The pacing, however, is uneven. The drought section, comprising much of the summer, creates a hallucinatory intensity that’s difficult to sustain. Later sections sometimes feel rushed by comparison, with major developments—including the final power shift—occurring with jarring suddenness.
Critical Assessment: Bold but Uneven
Lapvona represents Ottessa Moshfegh’s most ambitious work to date, expanding her canvas while maintaining her characteristic intensity. However, the novel suffers from several significant flaws:
Strengths:
- Unflinching vision: Moshfegh never shies away from the brutal realities of her medieval world.
- Atmospheric immersion: The reader feels trapped in Lapvona’s nightmare alongside its characters.
- Thematic complexity: Despite its grim surface, the novel offers rich explorations of faith, power, and human nature.
- Unique perspective: The medieval setting is stripped of romantic notions, offering a fresh take on historical fiction.
Weaknesses:
- Relentless grimness: The novel’s unremitting bleakness sometimes crosses into gratuitousness.

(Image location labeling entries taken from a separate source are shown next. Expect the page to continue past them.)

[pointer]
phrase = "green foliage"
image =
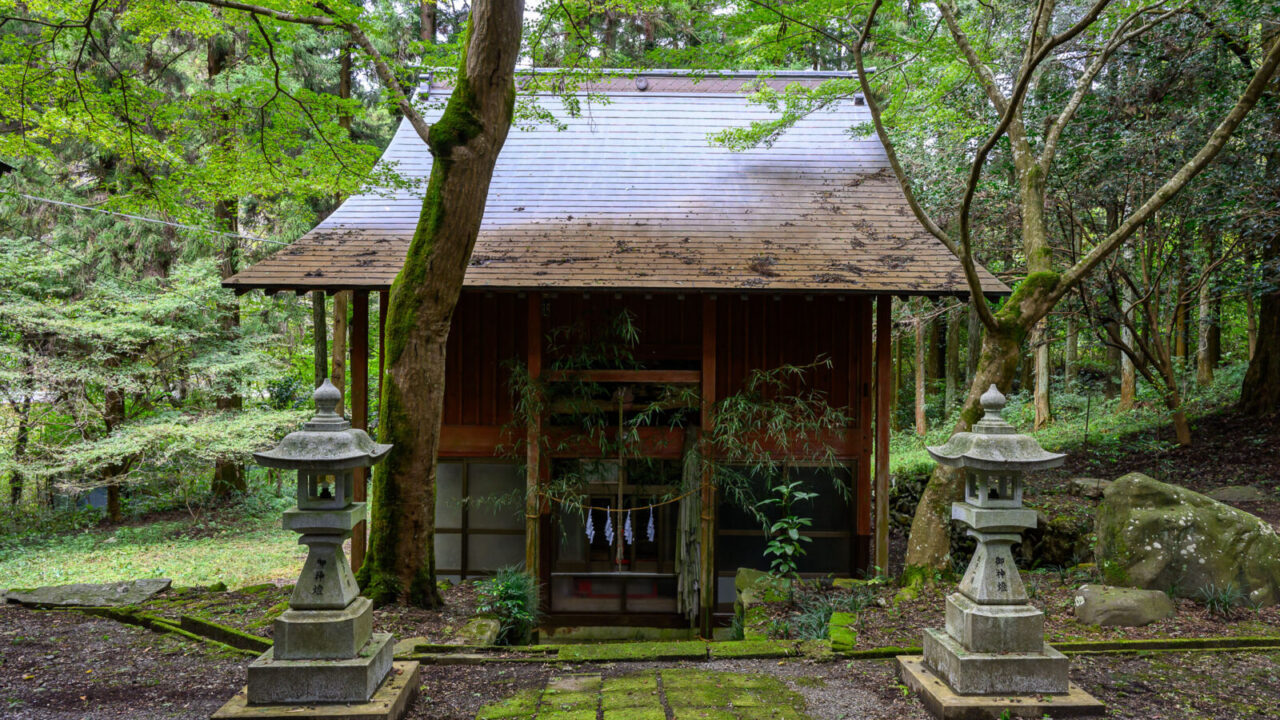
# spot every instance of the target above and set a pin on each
(511, 596)
(786, 540)
(1221, 600)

- Character development: Several characters, particularly women characters beyond Ina, remain underdeveloped.
- Structural issues: The final sections feel rushed compared to the meticulously paced earlier chapters.
- Moral ambiguity: While ambiguity can be a strength, the novel occasionally seems to revel in depravity without purpose.
Comparison to Moshfegh’s Previous Works
Readers familiar with Moshfegh’s oeuvre will recognize her preoccupations with bodily functions, social outcasts, and uncomfortable truths. However, Lapvona by Ottessa Moshfegh represents a significant departure in setting and scope from her contemporary-set works like My Year of Rest and Relaxation or Eileen.
Where those novels focused intensely on a single disturbed consciousness, Lapvona adopts a more omniscient perspective, flitting between various characters’ minds. This broader canvas allows Moshfegh to examine social structures more explicitly but sometimes dilutes the psychological intensity that made her previous protagonists so compelling.
The medieval setting also pushes Moshfegh’s exploration of disgust and bodily abjection to new extremes. Scenes that might have been merely uncomfortable in her contemporary fiction become genuinely horrifying when placed in a context of medieval brutality.
For Whom Is This Novel?
Lapvona by Ottessa Moshfegh is decidedly not for the faint of heart. Potential readers should be prepared for graphic descriptions of violence, bodily functions, sexual abuse, and cannibalism. Those seeking historical fiction with heroic characters or romantic plotlines will be disappointed and likely disturbed.
The ideal reader for this novel is someone who:
- Appreciates literature that challenges rather than comforts
- Has a strong stomach for graphic content
- Is interested in explorations of power dynamics and religious hypocrisy
- Enjoys fiction that defies easy categorization
- Values psychological insight over plot-driven narrative
Final Verdict: Bold, Disturbing, and Uneven
Lapvona represents both Ottessa Moshfegh’s most ambitious work and her most uneven. Its medieval setting provides a fascinating canvas for her explorations of power, faith, and human depravity, but the relentless grimness sometimes overwhelms the novel’s thematic richness.
At its best, Lapvona offers a visceral reading experience unlike anything else in contemporary fiction—a medievalist nightmare that feels both historically distant and uncomfortably relevant to modern power structures. At its worst, it indulges in grotesquerie that seems designed to shock rather than illuminate.
For readers willing to endure its horrors, Lapvona by Ottessa Moshfegh offers genuine rewards: incisive social critique, moments of dark humor, and fleeting glimpses of beauty amidst brutality. It confirms Moshfegh as one of our most fearless contemporary writers, even when her ambitions exceed her execution.